En fait, j’avais surtout  choisi de  laver des vêtements  d’hiver que je voulais ranger,  puisque le ciel était prometteur depuis plusieurs semaines.

Je me postais donc devant mon armoire et  choisis avec  précaution ce qui allait  pouvoir passer dans  la machine.

Finalement, j’en avais plus que  je ne  le pensais. Mais  peu importe  mon fil d’étendage était grand.

Avec grand soin, je  pinçais donc, deux chemises à carreaux, une grosse veste polaire, deux  pantalons de  jogging, une  jupe longue que j’aimais beaucoup,  et quelques  petites  bricoles.

Soudain, je crus entendre  le tonnerre.

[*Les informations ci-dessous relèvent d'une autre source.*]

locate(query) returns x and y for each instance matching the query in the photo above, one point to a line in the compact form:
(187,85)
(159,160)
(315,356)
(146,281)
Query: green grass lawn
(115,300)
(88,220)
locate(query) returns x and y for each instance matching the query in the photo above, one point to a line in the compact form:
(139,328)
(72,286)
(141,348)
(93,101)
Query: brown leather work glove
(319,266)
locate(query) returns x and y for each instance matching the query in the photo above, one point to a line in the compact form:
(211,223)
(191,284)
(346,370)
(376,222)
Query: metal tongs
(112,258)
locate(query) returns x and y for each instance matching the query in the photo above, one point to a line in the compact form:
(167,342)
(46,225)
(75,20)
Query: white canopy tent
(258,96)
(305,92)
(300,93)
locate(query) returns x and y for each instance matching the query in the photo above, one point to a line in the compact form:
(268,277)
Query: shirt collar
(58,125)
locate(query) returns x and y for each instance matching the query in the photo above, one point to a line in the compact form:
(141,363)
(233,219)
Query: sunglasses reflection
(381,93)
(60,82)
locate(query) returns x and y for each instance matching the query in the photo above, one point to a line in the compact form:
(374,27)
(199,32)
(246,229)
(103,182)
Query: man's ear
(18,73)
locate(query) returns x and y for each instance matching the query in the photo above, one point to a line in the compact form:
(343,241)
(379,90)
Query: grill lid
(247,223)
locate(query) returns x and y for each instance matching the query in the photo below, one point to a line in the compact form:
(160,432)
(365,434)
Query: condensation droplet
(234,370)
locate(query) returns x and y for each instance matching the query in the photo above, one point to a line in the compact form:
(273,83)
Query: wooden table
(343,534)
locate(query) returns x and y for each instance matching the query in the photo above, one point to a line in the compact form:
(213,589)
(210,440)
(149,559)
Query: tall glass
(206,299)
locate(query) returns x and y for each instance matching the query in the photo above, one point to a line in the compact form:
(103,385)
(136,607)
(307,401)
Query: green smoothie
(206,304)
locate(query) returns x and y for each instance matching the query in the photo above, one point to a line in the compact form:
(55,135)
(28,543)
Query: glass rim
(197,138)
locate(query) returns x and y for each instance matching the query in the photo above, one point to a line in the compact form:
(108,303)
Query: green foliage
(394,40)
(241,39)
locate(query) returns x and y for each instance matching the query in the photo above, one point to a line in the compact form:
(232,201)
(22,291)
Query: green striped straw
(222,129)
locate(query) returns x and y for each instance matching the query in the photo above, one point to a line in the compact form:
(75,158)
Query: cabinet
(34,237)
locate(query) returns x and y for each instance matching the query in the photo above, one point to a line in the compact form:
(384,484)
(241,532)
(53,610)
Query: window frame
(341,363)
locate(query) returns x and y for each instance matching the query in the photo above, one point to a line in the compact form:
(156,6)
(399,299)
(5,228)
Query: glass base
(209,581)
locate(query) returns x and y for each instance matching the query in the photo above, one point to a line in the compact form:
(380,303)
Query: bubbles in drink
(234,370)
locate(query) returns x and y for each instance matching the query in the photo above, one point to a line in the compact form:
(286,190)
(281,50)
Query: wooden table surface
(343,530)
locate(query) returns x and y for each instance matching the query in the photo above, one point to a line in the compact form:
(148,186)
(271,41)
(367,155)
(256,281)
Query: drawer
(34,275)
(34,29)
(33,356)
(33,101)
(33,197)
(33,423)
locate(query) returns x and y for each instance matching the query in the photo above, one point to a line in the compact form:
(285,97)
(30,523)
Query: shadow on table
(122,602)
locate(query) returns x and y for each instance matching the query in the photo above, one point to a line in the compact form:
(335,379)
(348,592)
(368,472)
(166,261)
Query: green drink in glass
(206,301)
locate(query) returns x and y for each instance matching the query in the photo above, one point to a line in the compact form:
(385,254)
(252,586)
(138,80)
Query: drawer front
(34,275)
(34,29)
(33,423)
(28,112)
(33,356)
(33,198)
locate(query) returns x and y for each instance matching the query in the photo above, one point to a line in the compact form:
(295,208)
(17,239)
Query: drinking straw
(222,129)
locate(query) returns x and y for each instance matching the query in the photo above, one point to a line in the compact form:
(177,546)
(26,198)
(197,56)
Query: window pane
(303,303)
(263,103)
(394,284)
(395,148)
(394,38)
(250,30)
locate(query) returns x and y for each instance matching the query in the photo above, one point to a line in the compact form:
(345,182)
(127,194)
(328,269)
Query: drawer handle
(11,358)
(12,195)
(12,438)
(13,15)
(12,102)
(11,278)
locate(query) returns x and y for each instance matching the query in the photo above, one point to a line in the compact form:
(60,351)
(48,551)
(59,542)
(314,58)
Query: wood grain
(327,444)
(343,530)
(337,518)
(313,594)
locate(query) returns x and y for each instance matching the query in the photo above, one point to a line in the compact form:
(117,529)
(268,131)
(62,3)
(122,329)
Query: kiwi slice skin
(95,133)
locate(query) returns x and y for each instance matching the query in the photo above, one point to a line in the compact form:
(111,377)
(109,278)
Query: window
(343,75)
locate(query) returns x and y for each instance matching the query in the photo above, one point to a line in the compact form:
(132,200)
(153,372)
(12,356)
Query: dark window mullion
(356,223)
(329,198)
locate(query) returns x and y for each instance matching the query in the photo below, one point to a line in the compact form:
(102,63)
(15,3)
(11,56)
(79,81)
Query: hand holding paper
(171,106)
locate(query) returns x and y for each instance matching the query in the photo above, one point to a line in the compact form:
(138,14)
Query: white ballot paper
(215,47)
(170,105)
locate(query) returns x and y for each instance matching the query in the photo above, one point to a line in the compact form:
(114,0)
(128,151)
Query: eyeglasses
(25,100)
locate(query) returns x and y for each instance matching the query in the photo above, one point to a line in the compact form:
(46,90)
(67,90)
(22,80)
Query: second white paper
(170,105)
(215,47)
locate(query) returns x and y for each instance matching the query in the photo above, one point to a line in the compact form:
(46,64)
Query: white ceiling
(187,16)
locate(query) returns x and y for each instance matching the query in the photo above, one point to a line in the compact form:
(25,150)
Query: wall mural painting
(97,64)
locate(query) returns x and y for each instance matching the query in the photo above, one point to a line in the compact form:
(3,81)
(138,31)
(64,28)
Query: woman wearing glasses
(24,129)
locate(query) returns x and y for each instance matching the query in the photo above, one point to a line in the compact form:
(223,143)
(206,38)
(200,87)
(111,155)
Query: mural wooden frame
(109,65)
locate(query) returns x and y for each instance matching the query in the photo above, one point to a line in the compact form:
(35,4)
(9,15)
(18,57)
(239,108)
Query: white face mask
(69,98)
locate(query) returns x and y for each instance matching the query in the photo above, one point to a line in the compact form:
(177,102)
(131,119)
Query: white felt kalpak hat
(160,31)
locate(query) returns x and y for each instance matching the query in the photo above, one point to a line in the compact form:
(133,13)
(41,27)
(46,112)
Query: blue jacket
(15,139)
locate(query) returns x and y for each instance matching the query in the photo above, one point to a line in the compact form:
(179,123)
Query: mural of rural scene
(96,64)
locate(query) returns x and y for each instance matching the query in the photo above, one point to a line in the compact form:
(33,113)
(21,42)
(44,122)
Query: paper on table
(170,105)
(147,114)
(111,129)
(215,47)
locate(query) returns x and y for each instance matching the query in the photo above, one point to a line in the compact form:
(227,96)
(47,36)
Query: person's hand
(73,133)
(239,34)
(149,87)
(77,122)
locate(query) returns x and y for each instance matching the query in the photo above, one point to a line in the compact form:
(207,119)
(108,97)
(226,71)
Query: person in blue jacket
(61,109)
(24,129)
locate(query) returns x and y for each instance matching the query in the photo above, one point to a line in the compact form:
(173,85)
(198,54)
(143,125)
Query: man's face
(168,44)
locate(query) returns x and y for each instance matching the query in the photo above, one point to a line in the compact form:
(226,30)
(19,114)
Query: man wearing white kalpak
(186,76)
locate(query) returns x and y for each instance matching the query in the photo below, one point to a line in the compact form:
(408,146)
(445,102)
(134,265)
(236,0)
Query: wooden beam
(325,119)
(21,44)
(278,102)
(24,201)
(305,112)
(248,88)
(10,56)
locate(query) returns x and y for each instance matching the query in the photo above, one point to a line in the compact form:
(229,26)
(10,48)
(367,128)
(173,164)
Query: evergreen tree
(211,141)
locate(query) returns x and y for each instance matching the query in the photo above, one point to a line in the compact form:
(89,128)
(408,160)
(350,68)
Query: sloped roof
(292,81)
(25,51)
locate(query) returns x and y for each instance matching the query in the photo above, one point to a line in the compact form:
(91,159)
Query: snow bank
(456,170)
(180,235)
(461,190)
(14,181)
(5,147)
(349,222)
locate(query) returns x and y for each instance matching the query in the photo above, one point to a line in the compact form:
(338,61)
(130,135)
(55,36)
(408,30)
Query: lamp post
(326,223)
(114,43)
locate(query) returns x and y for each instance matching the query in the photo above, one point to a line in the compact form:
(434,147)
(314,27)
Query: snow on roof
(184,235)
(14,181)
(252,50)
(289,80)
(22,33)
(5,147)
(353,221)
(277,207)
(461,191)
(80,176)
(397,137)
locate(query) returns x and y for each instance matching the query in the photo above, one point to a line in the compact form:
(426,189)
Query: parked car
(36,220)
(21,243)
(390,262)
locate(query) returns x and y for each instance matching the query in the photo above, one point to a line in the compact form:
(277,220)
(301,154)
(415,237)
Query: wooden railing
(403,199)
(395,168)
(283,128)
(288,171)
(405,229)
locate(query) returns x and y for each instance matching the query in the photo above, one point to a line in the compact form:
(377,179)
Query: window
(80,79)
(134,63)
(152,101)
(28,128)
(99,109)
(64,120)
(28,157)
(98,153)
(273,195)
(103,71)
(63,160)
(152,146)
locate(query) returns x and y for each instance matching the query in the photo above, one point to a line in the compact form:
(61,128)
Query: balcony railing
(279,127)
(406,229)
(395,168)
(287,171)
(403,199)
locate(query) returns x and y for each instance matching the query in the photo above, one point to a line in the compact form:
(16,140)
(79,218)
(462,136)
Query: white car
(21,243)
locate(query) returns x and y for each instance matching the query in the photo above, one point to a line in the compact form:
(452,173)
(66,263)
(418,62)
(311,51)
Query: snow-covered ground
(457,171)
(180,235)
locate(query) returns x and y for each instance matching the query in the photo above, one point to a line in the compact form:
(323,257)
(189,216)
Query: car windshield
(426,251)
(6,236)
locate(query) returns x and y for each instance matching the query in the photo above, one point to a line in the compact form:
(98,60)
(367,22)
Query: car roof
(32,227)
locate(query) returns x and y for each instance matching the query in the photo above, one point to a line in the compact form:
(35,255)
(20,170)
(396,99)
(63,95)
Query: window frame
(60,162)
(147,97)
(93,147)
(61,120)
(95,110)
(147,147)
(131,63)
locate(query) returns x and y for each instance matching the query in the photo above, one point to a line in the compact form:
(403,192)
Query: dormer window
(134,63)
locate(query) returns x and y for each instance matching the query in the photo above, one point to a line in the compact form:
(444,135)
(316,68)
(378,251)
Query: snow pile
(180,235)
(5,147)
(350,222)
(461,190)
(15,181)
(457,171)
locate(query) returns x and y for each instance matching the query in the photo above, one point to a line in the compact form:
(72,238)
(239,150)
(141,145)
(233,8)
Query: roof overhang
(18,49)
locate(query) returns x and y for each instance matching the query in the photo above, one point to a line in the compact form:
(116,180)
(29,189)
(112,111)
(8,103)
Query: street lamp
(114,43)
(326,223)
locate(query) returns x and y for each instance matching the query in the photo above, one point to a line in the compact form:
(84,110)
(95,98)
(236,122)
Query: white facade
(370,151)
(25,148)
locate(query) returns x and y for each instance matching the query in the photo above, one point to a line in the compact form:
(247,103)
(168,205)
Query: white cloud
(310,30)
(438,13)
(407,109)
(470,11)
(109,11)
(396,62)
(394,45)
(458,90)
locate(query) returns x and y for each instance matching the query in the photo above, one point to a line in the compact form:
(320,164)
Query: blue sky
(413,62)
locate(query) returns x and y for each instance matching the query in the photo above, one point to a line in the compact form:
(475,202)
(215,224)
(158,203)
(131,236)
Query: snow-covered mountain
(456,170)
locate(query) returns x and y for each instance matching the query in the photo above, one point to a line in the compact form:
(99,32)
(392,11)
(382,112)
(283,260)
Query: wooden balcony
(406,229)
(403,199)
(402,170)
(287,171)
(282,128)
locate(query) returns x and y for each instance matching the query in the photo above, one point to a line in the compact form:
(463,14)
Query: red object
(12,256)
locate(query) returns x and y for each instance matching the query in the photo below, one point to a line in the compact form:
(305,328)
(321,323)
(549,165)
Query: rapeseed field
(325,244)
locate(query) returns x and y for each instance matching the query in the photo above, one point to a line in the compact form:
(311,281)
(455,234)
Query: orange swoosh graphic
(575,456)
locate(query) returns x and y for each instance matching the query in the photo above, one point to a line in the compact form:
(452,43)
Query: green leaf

Ah ! Non pas  maintenant ! Hélas, le vent s’était levé si vite que je n’eus  pas  le temps d’aller chercher  mon linge  presque sec, des grosses gouttes commençaient à tomber.

De  ma fenêtre je regardais  ces rafales qui gonflaient  mes chemises,  les  pantalons qui s’agitaient, un  véritable  ballet, là, devant  mes  yeux. Tout avait  l’air vivant, impressionnant.  De là à fantasmer, il n’y a  qu’un pas que je franchis en m’imaginant qu’il s’agissait d’une danse  rythmée par le vent  et très belle à voir : un pantalon dansait avec une chemise, une veste  s’accrochait  lourdement  à la jupe longue … 
Comme quoi notre imagination  parfois !!!